Truncated to displaylimit of 10.

Try playing around with different frame selections and aggregation functions to develop your intuition!

Pivoting#

Using SQL aggregation functions, we can easily create cross-tabulations (or cross-tabs for short), which takes a column of data and turns it into multiple columns, one for each unique value in the original column. It can also perform aggregations on the data, such as calculating the average or sum of the values in each column, useful for summarizing data.

Important

DuckDB supports the PIVOT operator, but other databases, such as MySQL, do not. Yet, pivoting can be made possible and we shall explore below.

General Syntax#

The syntax for PIVOT is as follows:

PIVOT [dataset] 
ON [column(s)] 
USING [value(s)] 
GROUP BY [row(s)]

For other databases (and DuckDB), the CASE WHEN clause can be used to pivot data:

SELECT pivot_column,
SUM(
    CASE 
        WHEN pivot_column = pivot_value THEN aggregate_column
        WHEN pivot_column = pivot_value THEN aggregate_column
        ELSE 0
    END
) AS alias
FROM table
GROUP BY pivot_column;

Examples#

Suppose we want to obtain the total loan amount by both the customer’s status of paying off the loan and the duration of the loan. We can do this by pivoting the status column, summing the amount column, and grouping the duration column:

%%sql
PIVOT loan ON status USING SUM(amount) GROUP BY duration;

duration	A	B	C	D

Using, CASE WHEN we get identical results:

%%sql
SELECT duration,
    SUM(CASE WHEN status = 'A' THEN amount ELSE 0 END) AS A,
    SUM(CASE WHEN status = 'B' THEN amount ELSE 0 END) AS B,
    SUM(CASE WHEN status = 'C' THEN amount ELSE 0 END) AS C,
    SUM(CASE WHEN status = 'D' THEN amount ELSE 0 END) AS D,
FROM loan
GROUP BY duration;

duration	A	B	C	D
12	5136444	584256	1269348	36204
24	5966688	1502016	5598336	625032
36	5108508	1516212	10627164	1474380
48	1730016	295344	22383024	3963408
60	661560	464520	29200500	5118780

Question 3 (Medium):#

For all the customers’ status of paying off the loan, duration of the loan, and date of the loan, return both the average loan amount. Make sure to return date in the first column and only those columns that have combinations of status and duration values in them (i.e no columns with only None values should be displayed).
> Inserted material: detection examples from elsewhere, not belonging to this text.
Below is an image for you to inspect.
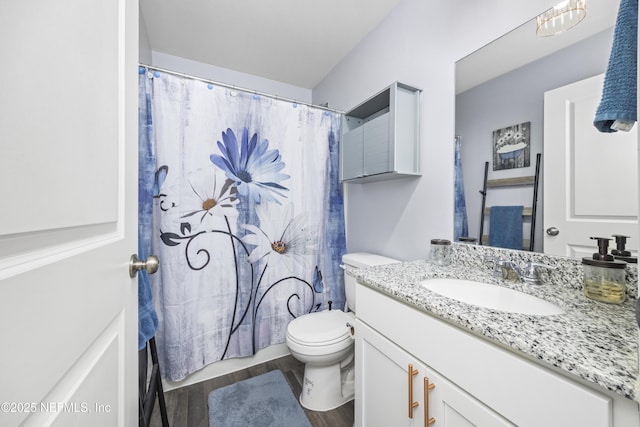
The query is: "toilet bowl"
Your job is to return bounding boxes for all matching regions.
[286,252,399,411]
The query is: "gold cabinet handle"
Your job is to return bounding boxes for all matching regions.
[408,363,420,419]
[424,377,436,427]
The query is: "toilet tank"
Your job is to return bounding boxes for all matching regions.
[342,252,400,312]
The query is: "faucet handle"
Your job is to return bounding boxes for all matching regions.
[522,261,557,284]
[484,255,505,277]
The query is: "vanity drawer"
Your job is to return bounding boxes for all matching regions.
[356,284,613,427]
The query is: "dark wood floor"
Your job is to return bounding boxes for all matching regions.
[151,356,353,427]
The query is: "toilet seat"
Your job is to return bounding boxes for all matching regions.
[287,310,355,347]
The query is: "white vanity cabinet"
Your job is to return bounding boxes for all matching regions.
[355,284,640,427]
[340,82,420,182]
[355,320,513,427]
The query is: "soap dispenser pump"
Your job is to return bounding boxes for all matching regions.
[611,234,638,264]
[582,237,627,304]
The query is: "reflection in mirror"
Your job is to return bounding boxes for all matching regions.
[456,0,617,252]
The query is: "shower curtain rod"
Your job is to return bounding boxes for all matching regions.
[139,64,344,114]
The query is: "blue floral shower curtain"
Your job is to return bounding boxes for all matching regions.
[140,69,345,381]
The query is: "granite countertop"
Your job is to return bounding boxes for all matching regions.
[348,256,640,401]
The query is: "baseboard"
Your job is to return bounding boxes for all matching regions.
[162,343,290,391]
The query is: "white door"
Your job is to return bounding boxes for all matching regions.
[0,0,138,426]
[544,75,640,257]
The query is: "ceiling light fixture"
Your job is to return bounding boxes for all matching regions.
[536,0,587,37]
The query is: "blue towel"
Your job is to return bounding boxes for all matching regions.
[489,206,523,249]
[138,69,159,350]
[593,0,638,133]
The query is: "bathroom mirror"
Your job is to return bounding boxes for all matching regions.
[456,0,617,252]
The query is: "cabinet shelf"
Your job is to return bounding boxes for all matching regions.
[340,82,420,183]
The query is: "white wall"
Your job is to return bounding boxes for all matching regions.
[313,0,554,260]
[147,51,311,103]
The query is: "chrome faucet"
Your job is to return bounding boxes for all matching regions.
[487,258,556,285]
[497,261,556,285]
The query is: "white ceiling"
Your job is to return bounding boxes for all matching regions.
[140,0,400,89]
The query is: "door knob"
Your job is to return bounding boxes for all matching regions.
[547,227,560,236]
[129,254,160,279]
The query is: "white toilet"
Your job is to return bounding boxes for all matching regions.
[286,252,399,411]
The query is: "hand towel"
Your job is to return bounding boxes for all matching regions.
[593,0,638,133]
[489,206,523,249]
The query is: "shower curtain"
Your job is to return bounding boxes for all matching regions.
[139,67,345,381]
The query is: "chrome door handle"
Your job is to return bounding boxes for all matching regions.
[129,254,160,279]
[547,227,560,236]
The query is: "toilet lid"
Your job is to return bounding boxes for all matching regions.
[287,310,353,344]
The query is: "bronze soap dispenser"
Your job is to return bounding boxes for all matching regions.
[582,237,627,304]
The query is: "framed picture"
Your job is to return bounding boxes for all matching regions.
[493,122,531,171]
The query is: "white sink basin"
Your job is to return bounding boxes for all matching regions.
[420,279,564,316]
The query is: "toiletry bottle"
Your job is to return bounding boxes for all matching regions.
[582,237,627,304]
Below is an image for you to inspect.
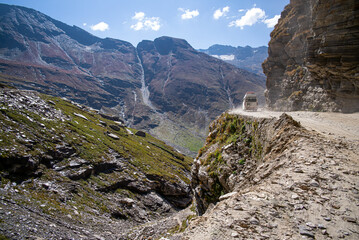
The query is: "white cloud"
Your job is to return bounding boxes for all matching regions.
[228,7,265,29]
[131,12,161,31]
[90,22,110,32]
[144,17,161,31]
[213,6,229,20]
[131,22,143,31]
[263,15,280,28]
[132,12,146,21]
[178,8,199,19]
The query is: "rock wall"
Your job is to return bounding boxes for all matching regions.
[192,113,301,215]
[263,0,359,112]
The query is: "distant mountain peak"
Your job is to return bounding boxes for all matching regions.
[199,44,268,76]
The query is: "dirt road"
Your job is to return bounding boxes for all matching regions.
[230,108,359,143]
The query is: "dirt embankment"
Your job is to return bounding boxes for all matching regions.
[175,110,359,240]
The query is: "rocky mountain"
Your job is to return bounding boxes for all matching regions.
[263,0,359,112]
[0,4,265,154]
[0,85,192,239]
[170,112,359,240]
[199,44,268,77]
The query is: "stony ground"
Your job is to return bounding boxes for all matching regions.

Hint Because the output should contain the date column first, we use a GROUP BY for it. Multiple ON columns and expressions can be specified in the PIVOT clause along with multiple USING expressions. The expression ||'_'|| can be used not only to concatenate the columns, but also to pivot only the combinations of values that are present in the data. The order of the columns will, hence, be: date, A_12_sum(amount), A_24_sum(amount), A_36_sum(amount),…, D_60_sum(amount)

Answers

%%sql
PIVOT loan ON status ||'_'|| duration USING SUM(amount) GROUP BY date;

date	A_12	A_24	A_36	A_48	A_60	B_12	B_24	B_36	B_48	B_60	C_12	C_24	C_36	C_48	C_60	D_12	D_24	D_36	D_48	D_60

Try playing with multiple variables in the ON, USING, and GROUP BY clauses and see if you can explore the data more closely!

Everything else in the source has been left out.